Os professores brasileiros entre os 50 finalistas do Global Teacher Prize, o “Prêmio Nobel” da educação
Há três anos, a paulistana Débora Garofalo, de 39 anos, professora da rede pública desde os 26, reparou que seus alunos não iam à escola em dias de chuva por causa das enchentes – ocasionadas pelo excesso de lixo no bairro Vila Babilônia, na periferia da capital paulista. Resolveu então transformar suas aulas de Informática Educativa em oficinas de robótica usando sucata coletada pelos próprios estudantes entre os dejetos acumulados nas redondezas. Deu-se aí uma limpeza geral. O projeto mobilizou toda a comunidade e, em três anos, uma tonelada de material reciclável saiu das ruas e virou máquina de refrigerante, um pequeno helicóptero, até um carrinho automático que toca a música-tema de Frozen.
O pernambucano Jayse Ferreira, de 38 anos, puxou pela veia artística de seus alunos na pequena Itambé, cidade pernambucana na divisa com a Paraíba. Comovido com a paixão deles pela saga Harry Potter – e isso em uma cidade que nem cinema tem –, ele levou as aventuras do bruxinho britânico para dentro da sala de aula. Professor de arte do Ensino Médio, Ferreira produziu, junto com
com os estudantes, o curta-metragem Harry Potter, O Recomeço, obra que chegou a figurar na página oficial da saga. Animado, o grupo filmou outro curta, este baseado no jogo Minecraft. A turma também se envolveu em um ensaio fotográfico com roupas típicas de vários países do mundo. Em 2017, graças a uma parceria com um shopping em João Pessoa (a capital mais próxima), o professor levou os alunos ao cinema pela primeira vez.
Foi a combinação de originalidade e simplicidade, aliada aos bons resultados medidos no boletim dos alunos e na frequência escolar, que renderam a Débora e Ferreira um lugar entre os 50 professores finalistas da quinta edição do Global Teacher Prize, premiação promovida pela Fundação Varkey e considerada uma espécie de Prêmio Nobel da educação. Os dois professores brasileiros foram selecionados entre mais de 10 mil candidatos de 179 países. No ano passado, o paulista Diego Mahfouz, diretor da Escola Darcy Ribeiro, em São José do Rio Preto, ficou entre os 10 melhores. A vencedora foi a britânica Andrea Zafirakou, responsável por uma escola na periferia de Londres que acolhe refugiados e possui alunos de mais de 100 etnias.

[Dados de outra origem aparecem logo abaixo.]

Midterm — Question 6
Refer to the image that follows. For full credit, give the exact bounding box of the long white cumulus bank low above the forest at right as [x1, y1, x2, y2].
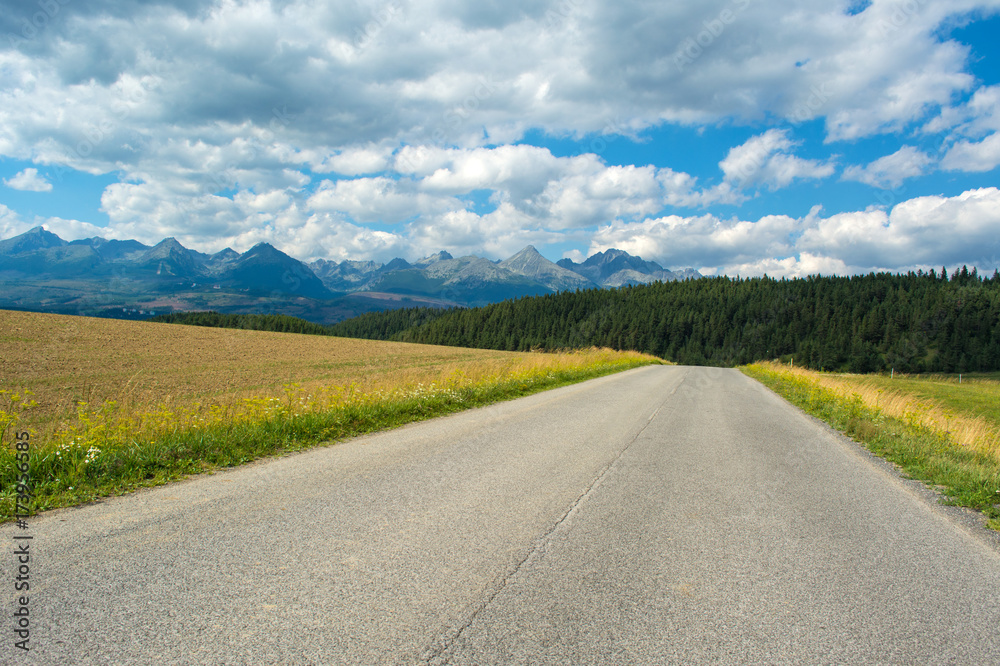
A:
[590, 188, 1000, 277]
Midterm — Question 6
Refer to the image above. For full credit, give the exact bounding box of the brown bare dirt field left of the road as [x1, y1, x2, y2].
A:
[0, 310, 549, 425]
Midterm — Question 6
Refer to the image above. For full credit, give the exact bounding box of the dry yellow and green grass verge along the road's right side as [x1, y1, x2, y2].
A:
[740, 363, 1000, 530]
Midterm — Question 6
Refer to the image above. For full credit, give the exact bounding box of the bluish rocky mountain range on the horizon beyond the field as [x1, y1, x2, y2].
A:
[0, 227, 700, 324]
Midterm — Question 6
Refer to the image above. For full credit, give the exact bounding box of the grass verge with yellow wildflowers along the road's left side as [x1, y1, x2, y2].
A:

“Passei por um grande teste de resistência, porque minha comunidade era muito machista”, disse Débora, à VEJA. “Não é comum ver uma mulher trabalhando com robótica. Tive que conquistar as meninas também, ensinar que podiam ser o que quiserem e, depois, conquistar a comunidade. Meus colegas aprovaram logo de cara, mas senti falta de parcerias”, explica a professora, que aprendeu programação sozinha, através de tutoriais na internet. O apoio maciço veio com a queda da evasão escolar. “São crianças que não têm nenhum acesso à tecnologia e descobriram o ouro quando se viram construindo seus próprios brinquedos”, comemora Débora. O objetivo, atualmente, é mostrar que sua ideia pode ser adotada em qualquer escola – um dos critérios do prêmio é justamente a reprodutibilidade dos projetos.

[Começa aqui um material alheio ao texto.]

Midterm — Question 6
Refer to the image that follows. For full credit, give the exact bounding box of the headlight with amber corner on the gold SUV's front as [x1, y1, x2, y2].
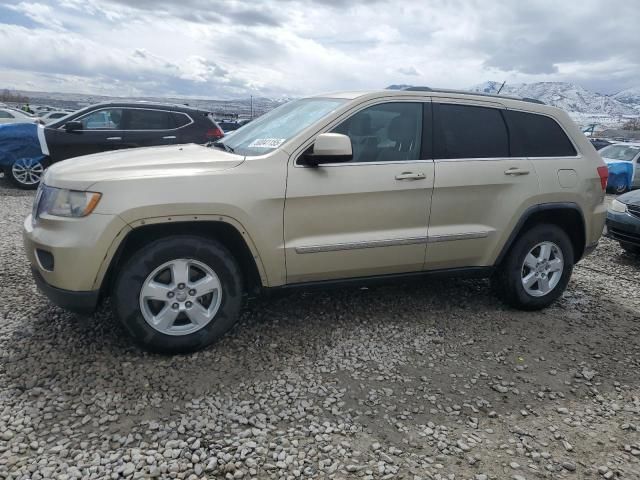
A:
[34, 185, 102, 218]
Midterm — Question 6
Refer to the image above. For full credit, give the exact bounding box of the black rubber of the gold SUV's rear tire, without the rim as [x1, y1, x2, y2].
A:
[491, 224, 575, 310]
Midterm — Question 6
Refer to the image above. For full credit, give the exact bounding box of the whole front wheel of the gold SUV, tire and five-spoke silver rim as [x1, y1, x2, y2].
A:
[113, 235, 243, 354]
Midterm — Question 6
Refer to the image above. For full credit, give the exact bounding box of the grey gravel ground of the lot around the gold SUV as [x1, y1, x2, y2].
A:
[0, 180, 640, 480]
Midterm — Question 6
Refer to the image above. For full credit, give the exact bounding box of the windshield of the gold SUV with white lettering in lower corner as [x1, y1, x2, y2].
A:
[218, 98, 346, 156]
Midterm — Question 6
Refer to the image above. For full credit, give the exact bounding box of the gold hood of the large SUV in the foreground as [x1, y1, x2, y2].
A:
[44, 144, 244, 190]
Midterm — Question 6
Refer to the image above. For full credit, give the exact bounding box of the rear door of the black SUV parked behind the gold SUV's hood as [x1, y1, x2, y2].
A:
[123, 108, 179, 148]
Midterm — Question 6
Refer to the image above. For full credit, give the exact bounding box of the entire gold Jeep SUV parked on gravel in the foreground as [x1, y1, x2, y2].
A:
[24, 88, 607, 352]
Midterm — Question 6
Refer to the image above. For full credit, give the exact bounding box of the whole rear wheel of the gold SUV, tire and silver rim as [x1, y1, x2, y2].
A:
[491, 224, 574, 310]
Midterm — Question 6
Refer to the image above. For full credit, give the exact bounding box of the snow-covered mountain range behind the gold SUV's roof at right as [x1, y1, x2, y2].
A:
[469, 81, 640, 116]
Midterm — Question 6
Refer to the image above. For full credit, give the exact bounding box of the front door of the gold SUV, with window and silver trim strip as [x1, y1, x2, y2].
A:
[284, 101, 434, 283]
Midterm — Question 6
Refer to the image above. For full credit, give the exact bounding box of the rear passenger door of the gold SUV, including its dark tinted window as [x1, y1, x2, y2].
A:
[425, 98, 538, 270]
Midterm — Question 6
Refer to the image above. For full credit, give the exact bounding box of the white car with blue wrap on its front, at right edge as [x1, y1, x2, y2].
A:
[600, 143, 640, 194]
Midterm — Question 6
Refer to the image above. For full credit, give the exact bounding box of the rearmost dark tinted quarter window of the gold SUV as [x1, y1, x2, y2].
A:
[504, 110, 576, 157]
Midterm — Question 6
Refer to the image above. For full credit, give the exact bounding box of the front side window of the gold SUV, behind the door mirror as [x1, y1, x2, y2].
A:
[333, 102, 422, 162]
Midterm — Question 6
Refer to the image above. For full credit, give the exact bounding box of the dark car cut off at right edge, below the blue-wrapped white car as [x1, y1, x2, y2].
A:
[606, 190, 640, 254]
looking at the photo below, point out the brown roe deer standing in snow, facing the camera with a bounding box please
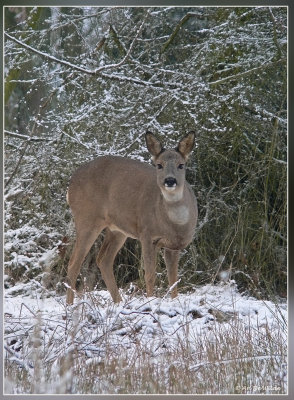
[67,131,198,304]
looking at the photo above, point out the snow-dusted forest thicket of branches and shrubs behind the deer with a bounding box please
[4,7,287,299]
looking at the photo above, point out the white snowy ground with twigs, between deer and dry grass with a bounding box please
[4,282,287,393]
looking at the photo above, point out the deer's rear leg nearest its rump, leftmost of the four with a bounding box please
[66,226,103,304]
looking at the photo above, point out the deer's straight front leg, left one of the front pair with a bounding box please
[141,239,157,297]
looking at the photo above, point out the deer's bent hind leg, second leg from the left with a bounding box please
[96,228,127,303]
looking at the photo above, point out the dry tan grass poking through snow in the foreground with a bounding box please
[5,288,287,394]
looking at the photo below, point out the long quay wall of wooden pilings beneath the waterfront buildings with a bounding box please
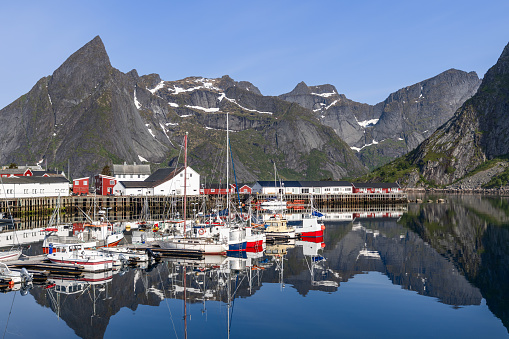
[0,193,408,222]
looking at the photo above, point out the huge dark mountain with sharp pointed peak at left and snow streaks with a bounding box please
[0,36,366,182]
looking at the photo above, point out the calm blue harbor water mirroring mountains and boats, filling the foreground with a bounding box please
[0,196,509,338]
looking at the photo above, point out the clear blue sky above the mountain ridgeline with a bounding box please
[0,0,509,108]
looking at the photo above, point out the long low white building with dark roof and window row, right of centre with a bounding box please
[253,181,353,195]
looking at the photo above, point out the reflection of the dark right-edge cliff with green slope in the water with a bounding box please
[401,196,509,334]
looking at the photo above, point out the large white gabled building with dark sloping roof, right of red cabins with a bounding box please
[113,166,200,195]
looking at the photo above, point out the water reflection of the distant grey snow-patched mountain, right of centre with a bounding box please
[286,218,482,305]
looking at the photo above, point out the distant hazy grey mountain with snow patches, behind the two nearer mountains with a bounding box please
[280,69,480,168]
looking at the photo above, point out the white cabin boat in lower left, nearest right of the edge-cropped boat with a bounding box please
[46,244,114,272]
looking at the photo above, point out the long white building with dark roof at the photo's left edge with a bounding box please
[0,176,70,199]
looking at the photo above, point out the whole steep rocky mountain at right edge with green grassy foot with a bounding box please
[362,44,509,188]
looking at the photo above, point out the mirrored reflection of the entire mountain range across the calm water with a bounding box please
[23,197,509,338]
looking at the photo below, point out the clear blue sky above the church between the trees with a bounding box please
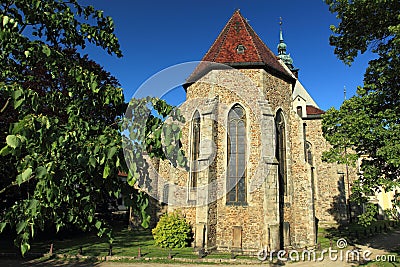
[80,0,371,110]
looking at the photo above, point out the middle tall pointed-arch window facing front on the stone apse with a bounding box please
[226,104,246,205]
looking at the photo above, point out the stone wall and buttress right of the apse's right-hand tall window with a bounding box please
[263,72,315,247]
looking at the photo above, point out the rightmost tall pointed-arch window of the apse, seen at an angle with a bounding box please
[275,110,287,195]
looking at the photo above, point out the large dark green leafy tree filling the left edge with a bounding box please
[0,0,126,254]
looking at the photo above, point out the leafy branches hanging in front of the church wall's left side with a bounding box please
[121,97,187,228]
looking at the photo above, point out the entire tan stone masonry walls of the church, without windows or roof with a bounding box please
[152,66,354,251]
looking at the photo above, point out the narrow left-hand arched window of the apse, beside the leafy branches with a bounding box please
[190,110,200,188]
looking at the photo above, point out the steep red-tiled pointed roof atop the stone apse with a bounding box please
[203,10,292,77]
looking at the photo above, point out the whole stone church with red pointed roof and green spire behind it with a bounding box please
[153,10,356,253]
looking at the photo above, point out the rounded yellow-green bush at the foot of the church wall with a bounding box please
[152,211,192,248]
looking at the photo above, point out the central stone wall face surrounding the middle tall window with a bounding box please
[203,70,265,250]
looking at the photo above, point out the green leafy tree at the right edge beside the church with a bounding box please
[323,0,400,214]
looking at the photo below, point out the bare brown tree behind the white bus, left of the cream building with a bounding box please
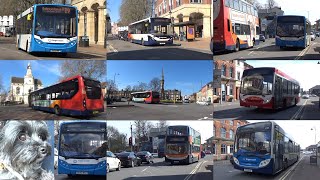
[120,0,152,26]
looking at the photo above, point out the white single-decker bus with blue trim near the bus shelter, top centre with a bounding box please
[128,17,173,46]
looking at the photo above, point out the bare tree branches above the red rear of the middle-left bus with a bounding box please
[60,60,107,80]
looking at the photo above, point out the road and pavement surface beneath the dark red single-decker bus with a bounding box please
[213,97,320,120]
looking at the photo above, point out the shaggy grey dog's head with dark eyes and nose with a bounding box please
[0,121,54,180]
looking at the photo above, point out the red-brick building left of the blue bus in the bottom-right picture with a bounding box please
[211,120,248,160]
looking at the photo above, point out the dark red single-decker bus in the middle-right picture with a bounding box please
[240,67,300,109]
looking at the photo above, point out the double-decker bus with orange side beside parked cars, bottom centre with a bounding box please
[165,126,201,164]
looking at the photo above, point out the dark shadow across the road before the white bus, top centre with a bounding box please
[107,48,213,60]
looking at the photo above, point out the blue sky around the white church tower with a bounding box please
[0,60,60,90]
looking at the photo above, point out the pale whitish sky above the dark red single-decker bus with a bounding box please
[246,60,320,91]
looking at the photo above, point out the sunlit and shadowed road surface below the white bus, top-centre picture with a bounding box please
[107,36,213,60]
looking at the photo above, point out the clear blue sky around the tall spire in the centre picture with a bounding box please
[107,60,213,95]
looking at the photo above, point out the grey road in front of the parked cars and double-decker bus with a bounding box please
[107,155,213,180]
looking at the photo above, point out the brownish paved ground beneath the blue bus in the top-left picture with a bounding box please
[0,37,107,60]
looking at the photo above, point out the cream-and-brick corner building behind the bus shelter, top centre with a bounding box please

Para a produção do ensaio fotográfico e dos curta-metragem, Ferreira precisou, como sempre, driblar a falta de recursos – além de alguma resistência da escola. “A maioria é filho de cortador de cana, não posso pedir muito deles. O jeito é ir ao comércio atrás de contribuição de roupa, ir ao cabeleireiro conseguir maquiagem e penteados, enfim, envolver a comunidade inteira”, diz o professor, formado em arte e filosofia, que diz ter buscado inspiração em uma professora da faculdade. “Ela sempre me dizia: dê a aula que você gostaria de assistir. Por isso, pergunto sempre aos alunos do que eles gostam. Os professores estão acostumados com todo mundo quietinho e a minha sala de aula é barulhenta”, afirma.
O prêmio máximo do Global Teacher Prize é de 1 milhão de dólares. O vencedor será anunciado no Fórum Global de Educação e Habilidades, em Dubai, em 24 de março de 2019.